For 80 years, Republicans have blocked us from fixing our health care system.
It’s astonishing, isn’t it? The sheer longevity of this struggle. Eighty years ago, the seeds of a national health system were sown, a vision of healthcare for all, paid for through payroll taxes. President Truman championed this idea, a system that would have covered everything, from doctor visits to hospital stays. But the Republican response? A resounding “no.” They decried it as “socialized medicine,” and aligned themselves with the American Medical Association, which had its own plan, one that preserved the dominance of private insurance. It’s a pattern that has sadly repeated itself throughout the decades.
The impact of this consistent obstruction is profound. Imagine a world where your access to healthcare isn’t tied to your job, where unemployment doesn’t automatically mean losing coverage. Imagine a system that isn’t designed to primarily benefit insurance companies, a system where the focus is on the well-being of the patient, not the profit margin. It’s a vision that has been relentlessly thwarted.

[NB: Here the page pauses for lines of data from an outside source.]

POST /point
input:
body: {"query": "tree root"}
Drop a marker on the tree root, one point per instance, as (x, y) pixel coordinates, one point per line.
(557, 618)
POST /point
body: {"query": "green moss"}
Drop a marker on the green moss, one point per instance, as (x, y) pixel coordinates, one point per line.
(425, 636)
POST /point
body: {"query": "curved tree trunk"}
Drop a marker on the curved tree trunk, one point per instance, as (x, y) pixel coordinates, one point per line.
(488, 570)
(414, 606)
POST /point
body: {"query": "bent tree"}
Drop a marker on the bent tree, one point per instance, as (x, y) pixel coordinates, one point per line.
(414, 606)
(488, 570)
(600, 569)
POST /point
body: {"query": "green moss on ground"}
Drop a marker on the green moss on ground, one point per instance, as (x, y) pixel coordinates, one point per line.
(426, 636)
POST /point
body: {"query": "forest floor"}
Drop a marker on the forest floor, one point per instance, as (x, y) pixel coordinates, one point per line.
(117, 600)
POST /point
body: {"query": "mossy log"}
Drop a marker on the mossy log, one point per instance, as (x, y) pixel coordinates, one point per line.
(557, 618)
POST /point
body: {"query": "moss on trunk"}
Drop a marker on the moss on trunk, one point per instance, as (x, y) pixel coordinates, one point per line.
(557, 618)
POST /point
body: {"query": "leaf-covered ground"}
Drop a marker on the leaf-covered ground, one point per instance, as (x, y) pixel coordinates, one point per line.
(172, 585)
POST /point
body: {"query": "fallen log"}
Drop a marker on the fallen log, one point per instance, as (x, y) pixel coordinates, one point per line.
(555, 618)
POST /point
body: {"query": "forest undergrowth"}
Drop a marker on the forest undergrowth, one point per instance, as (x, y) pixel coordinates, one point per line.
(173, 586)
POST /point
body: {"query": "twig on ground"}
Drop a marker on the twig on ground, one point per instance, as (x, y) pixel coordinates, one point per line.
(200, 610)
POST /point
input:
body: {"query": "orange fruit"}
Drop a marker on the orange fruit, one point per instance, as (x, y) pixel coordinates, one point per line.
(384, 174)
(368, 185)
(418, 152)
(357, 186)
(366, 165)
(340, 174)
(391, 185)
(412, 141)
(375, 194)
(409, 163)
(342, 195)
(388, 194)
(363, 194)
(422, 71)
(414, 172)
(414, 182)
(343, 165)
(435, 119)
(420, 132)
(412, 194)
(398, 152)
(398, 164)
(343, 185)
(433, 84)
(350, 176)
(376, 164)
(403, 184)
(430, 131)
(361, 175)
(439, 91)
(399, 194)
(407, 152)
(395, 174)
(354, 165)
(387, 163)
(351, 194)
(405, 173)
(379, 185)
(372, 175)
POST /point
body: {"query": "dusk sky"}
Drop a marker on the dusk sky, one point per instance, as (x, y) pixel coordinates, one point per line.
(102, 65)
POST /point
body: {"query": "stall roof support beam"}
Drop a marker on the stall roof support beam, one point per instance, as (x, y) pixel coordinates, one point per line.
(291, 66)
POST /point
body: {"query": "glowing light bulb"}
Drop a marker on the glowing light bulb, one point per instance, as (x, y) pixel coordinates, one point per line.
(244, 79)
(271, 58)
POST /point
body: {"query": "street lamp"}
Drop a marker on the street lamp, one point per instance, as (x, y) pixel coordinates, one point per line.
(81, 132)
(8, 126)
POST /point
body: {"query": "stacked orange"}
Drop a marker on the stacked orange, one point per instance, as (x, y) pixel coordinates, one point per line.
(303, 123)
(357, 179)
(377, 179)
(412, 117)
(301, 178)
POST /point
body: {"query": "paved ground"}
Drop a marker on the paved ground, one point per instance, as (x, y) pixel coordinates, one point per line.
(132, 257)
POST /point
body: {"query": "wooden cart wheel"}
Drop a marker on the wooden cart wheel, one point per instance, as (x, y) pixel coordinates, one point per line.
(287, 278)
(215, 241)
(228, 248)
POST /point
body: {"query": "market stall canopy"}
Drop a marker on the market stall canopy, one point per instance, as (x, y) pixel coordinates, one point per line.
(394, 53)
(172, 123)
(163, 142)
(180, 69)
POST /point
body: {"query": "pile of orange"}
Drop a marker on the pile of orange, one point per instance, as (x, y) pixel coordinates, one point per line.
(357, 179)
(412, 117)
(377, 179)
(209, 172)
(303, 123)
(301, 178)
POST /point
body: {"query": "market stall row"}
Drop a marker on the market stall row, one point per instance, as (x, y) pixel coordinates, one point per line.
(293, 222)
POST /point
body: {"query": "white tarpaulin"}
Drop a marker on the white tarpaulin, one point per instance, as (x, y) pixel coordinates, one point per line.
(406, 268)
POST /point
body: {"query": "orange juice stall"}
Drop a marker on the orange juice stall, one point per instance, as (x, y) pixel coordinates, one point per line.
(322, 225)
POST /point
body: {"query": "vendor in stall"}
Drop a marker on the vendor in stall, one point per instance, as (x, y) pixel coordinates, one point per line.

The arguments against reform often center around fear. Fear of change, fear of higher taxes, fear of something being “un-American.” But beneath the surface, there’s a deeper, more troubling sentiment – a resistance to the idea of shared responsibility. This is what you could call “misanthropy dressed as individualism” – the belief that the potential for being exploited by others outweighs the very real suffering of millions. The reality is, it’s a choice made, time and time again. A choice to prioritize individual advantage over collective well-being.
The Affordable Care Act, for example, was watered down to appease these fears, entrenching private insurance and assuring Americans that they wouldn’t get “something for nothing.” We’ve seen it in the Democratic primary, where the value of negotiated private coverage was worried over and expressed by many. It’s a recurring theme: the reluctance to embrace the idea that healthcare is a right, not a privilege.
The Republican playbook has been consistent: “Repeal and Replace!” But when pressed for specifics, the plan often remains a secret, a void filled with vague promises. And the result? A system that maximizes cost and complexity while minimizing responsibility. This has resulted in a system that is deliberately complex and costly. Democrats are usually the ones stuck trying to compromise with this position. Republicans seem to always want to take it back to the past.
The forces working against change are powerful. The American Medical Association, for example, has been a significant obstacle, consistently lobbying against reform. And the insurance lobby, the pharmaceutical industry, and the corporations who benefit from health insurance being tied to employment, pour money into the system to maintain the status quo.
The consequences of this are clear. While other nations have embraced universal healthcare, the U.S. continues to grapple with a system that often fails its citizens. It is in part due to what the United States repeatedly rejected universal health care, knowingly, and democratically. This is the choice we’ve made, and until that moral choice is acknowledged, policy tinkering alone won’t suffice.
The fact is, even the ACA was originally a Republican idea. That’s right – a plan that ultimately resembles the ACA specifically as a counter-argument to universal healthcare. And now it’s “socialist.” This is a stark illustration of the lengths to which they have gone to prevent meaningful change, with politicians receiving benefits the general public can’t afford.
This isn’t just about Republicans, of course. Democrats have also played a role, with some siding with the insurance lobby or the AMA, even going as far as voting against public healthcare.